Wild populations of Hermann's tortoise can be found in the protected lands of the Plaine des Maures.
Across the whole area you will hear the familiar sound of tree crickets or cicada. For most people this sounds signifies a warm Mediterranean style climate and this is exactly what they enjoy. Lizards are also very common in the regions, especially the small 'skinks' that you will see darting about even in the centre of town.
Birds and seabirds are of course very common with many species migrating here or using the area as a stopping point on their way further south. Swarms of swifts can often be seen above fields and even over the towns and cities and flamingo are prevalent in the wetlands of the Camargue in particular, where they will nest and can reach populations of around 20,000.
Flora & vegetation
The Var region and Alpes-Maritimes area are the third most forested areas of France and are well known for their variety of pine trees. Best known and most obvious from its 'umbrella' shaped canopy is the stone pine (or umbrella pine). Other species include the maritime and aleppo pines.
All across the French Riviera there various notable trees that very much epitomise the Mediterranean climate, such as the cyrpress, lotus, fig, almond and oak.
The warm climate also makes it very easy for palm trees, aloes, olive, orange and lemon trees to grow. And of course an abundance of flowering trees, shrubs and bushes like the mimosa, jasmine, roses and carnations. Many of the cut flowers that you will find in the flower markets are grown around the Frejus and Antibes areas, however carnations and roses are mainly grown in Nice and Grasse areas, well known for their 'parfumerie's'. You will see the pretty pink blossoms of bougainvillea climbing up many buildings around the town.
The Greeks introduced the olive tree to Provence some 2,500 years ago. The Mediterranean climate is naturally excellent for the olive tree. It grows everywhere on slopes and in valleys up to a height of 600 metres. The harvest takes place in August and are mostly hand-picked before being processed into olive oil.

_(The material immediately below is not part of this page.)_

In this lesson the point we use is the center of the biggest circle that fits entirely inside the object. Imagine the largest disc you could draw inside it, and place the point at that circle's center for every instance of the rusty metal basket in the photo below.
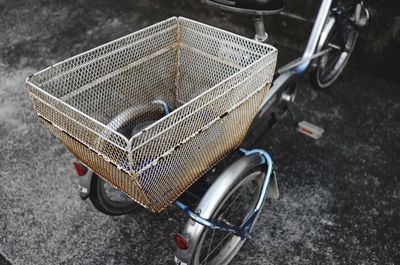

Tanneron, the Esterel and the Massif des Maures are indeed, even talking in geological terms, very old lands. They are also acid; never having had the calcium (chalk) as an undersea deposit, which means a different 'flora' grows there from that found on limestone (hardened chalk). There are some flowers and trees that like one or the other and some not too much of either (neutral soils) and some that will grow anywhere.